Yorgos Lanthimos’ latest deranged fairytale is finally coming to UK cinemas. Here’s our Poor Things review.
Poor Things could easily be a Disney film. You know, if it wasn’t for all the graphic sex and debauchery. Our heroine, Bella Baxter (played impeccably by Emma Stone) goes on a journey of self-discovery and liberation not unlike a typical princess flick. It could teach young girls a thing or two about autonomy and independence.
The film is the latest delightfully unhinged creation from Stone, director Yorgos Lanthimos and writer Tony McNamara, who all collaborated on The Favourite back in 2018. Poor Things is based on Alasdair Gray’s 1992 novel of the same name and the film is like a completely twisted, rip-roaringly funny version of any coming-of-age story.
Bella Baxter is the ward of Dr Godwin Baxter, who rescued her after a suicide attempt, but Bella now seems to have the mind of a child. She develops fast in the care of the good doctor (God for short), and his student Max McCandles (Ramy Youssef). Bella craves independence and soon discovers intimacy and sexual pleasure, but often forgets that it’s not appropriate to shove your fingers inside yourself at the dinner table. We’ve all been there, really.

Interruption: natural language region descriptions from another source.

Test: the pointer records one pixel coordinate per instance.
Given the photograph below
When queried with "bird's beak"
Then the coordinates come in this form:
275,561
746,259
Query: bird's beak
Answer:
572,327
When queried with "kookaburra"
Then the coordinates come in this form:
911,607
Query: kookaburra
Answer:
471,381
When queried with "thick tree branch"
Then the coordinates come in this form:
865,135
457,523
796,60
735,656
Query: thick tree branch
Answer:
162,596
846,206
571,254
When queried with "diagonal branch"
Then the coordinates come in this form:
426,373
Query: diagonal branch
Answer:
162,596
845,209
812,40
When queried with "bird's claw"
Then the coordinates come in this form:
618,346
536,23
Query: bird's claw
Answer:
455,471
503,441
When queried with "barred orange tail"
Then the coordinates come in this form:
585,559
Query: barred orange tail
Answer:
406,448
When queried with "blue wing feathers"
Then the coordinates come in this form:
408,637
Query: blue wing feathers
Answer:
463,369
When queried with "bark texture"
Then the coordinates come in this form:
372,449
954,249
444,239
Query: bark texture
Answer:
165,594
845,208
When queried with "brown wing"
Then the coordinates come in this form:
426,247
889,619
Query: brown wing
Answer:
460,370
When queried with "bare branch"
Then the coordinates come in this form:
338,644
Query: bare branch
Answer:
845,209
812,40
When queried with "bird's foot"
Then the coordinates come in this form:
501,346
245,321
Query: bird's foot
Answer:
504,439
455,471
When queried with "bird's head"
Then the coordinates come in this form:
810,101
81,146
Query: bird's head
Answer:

Bella becomes increasingly rebellious and runs off with lawyer Duncan Wedderburn (Mark Ruffalo, a hoot). Duncan’s attempts to control and tame his new companion are met with only more rebellion and attitude as Bella learns about the world and herself during their travels.
Poor Things has recently been in the headlines after the BBFC forced Lanthimos to re-edit a scene towards the end of the film. In it, a father visits a Paris brothel with his two sons and the BBFC had, understandably, some qualms over the scene where sexual activity is happening in front of children.

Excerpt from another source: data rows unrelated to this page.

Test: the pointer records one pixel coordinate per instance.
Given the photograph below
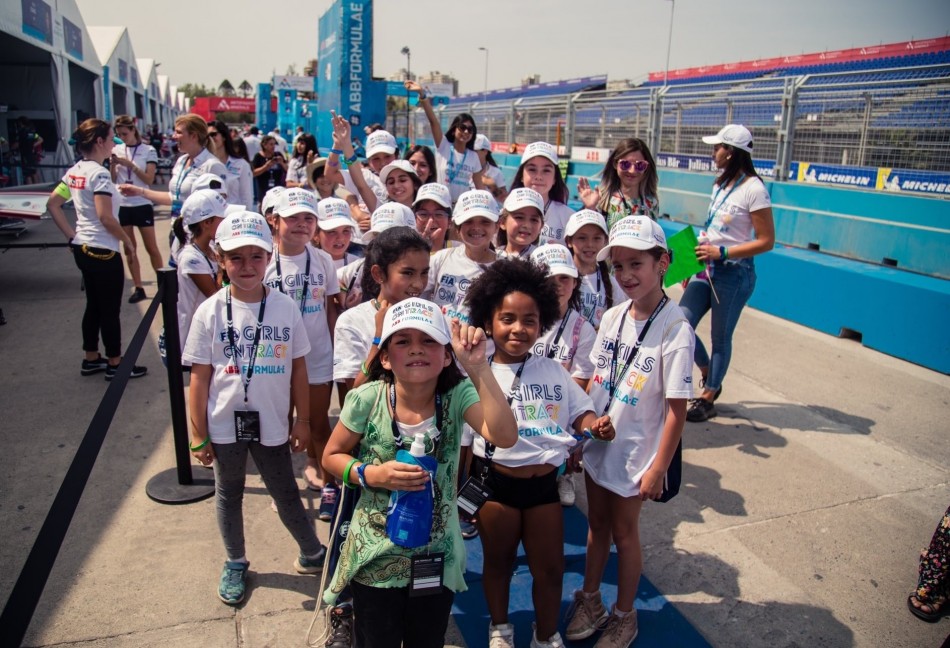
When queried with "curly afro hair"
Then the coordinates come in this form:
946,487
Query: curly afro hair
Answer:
507,276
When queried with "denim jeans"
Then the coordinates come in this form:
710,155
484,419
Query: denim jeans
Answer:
734,283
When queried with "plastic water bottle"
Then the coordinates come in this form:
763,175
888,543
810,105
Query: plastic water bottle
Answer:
409,519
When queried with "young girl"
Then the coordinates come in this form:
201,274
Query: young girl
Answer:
643,359
451,271
539,171
515,303
586,236
433,209
307,276
627,186
572,339
197,271
459,167
414,386
247,347
520,224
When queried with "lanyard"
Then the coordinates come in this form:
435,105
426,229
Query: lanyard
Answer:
515,387
713,207
245,379
631,356
210,265
183,175
131,158
557,336
395,425
306,280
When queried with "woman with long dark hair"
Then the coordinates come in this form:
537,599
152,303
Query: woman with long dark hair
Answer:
628,185
95,244
738,227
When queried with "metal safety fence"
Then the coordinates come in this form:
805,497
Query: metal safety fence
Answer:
883,118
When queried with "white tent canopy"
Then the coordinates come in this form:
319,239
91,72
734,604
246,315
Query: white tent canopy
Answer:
49,72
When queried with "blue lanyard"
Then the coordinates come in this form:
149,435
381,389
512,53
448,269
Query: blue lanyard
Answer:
713,207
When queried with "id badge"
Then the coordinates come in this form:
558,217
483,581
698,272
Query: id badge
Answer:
425,576
247,425
472,496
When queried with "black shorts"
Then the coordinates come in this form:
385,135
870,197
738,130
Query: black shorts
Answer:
138,216
519,493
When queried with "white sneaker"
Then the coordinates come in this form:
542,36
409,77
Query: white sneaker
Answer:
565,489
501,636
553,641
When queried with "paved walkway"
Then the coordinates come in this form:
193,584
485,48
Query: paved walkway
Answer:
803,509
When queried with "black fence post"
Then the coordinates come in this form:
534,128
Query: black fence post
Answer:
178,485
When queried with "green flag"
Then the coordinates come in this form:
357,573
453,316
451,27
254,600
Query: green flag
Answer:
683,246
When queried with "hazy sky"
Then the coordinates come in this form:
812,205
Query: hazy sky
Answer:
205,41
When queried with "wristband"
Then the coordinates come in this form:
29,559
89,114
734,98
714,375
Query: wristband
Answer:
346,474
361,475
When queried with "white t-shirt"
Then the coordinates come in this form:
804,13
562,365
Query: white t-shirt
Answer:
451,272
732,222
355,329
663,369
572,348
183,179
283,338
240,183
321,285
455,169
555,220
141,155
594,296
545,406
191,261
85,180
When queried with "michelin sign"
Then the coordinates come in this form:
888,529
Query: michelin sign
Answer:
345,82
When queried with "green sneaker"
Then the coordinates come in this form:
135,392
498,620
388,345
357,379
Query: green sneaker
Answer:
232,585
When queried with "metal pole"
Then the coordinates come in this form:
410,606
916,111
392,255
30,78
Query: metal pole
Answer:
669,44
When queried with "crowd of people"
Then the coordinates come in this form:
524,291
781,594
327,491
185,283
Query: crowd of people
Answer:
524,341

The scene has since been recut for the UK release, but it is to be said, Poor Things is very graphic. If you thought Saltburn was awkward to watch with your nan, Poor Things takes it to a completely new level. Good luck explaining to your grandparents what all this “furious jumping” is (although, the fact you exist to talk to them at all implies they might have some idea).
That being said, Poor Things is a masterpiece. It’s Lanthimos’ most complete, in-control film where every piece falls into place in a thoroughly satisfying manner. This is spectacular, singular filmmaking. There’s an unusual elegance and grace to the otherwise pleasingly chaotic film; Robbie Ryan’s eclectic cinematography parallels Bella’s journey nicely, and while Lanthimos focuses on the carnality of Bella’s journey, there’s nothing vulgar or grotesque about Poor Things.
Many aspects of the film should make you uncomfortable, but sexuality isn’t one of the elements that is designed with shock factor in mind. Bella discovers sexual pleasure like most of us do – by accident. Although Duncan quickly develops into the film’s villain, it’s easy to see why Bella would run away with him. A) he has the face of Mark Ruffalo, and B) Duncan treats Bella as her own person instead of a strange lab experiment or a child in need of parenting.
Stone has never been better than she is here. While her Oscar-winning performance in La La Land was nuanced and graceful, here she completely lets go of any ego, any inhibitions and disappears into Bella. It’s a fearless performance, but not because of the required nudity. In Poor Things, Stone creates a rich portrait of a girl and a woman, trying to find herself and her place in the chaotic, violent world around her.
It’s still a shame that most stories about women seem to be awarded to men to tell, but Poor Things demonstrates that Lanthimos has a deep understanding of his craft and of storytelling. It’s truly a masterful film and an early favourite for the best of the year.
Poor Things is in UK cinemas 12th January.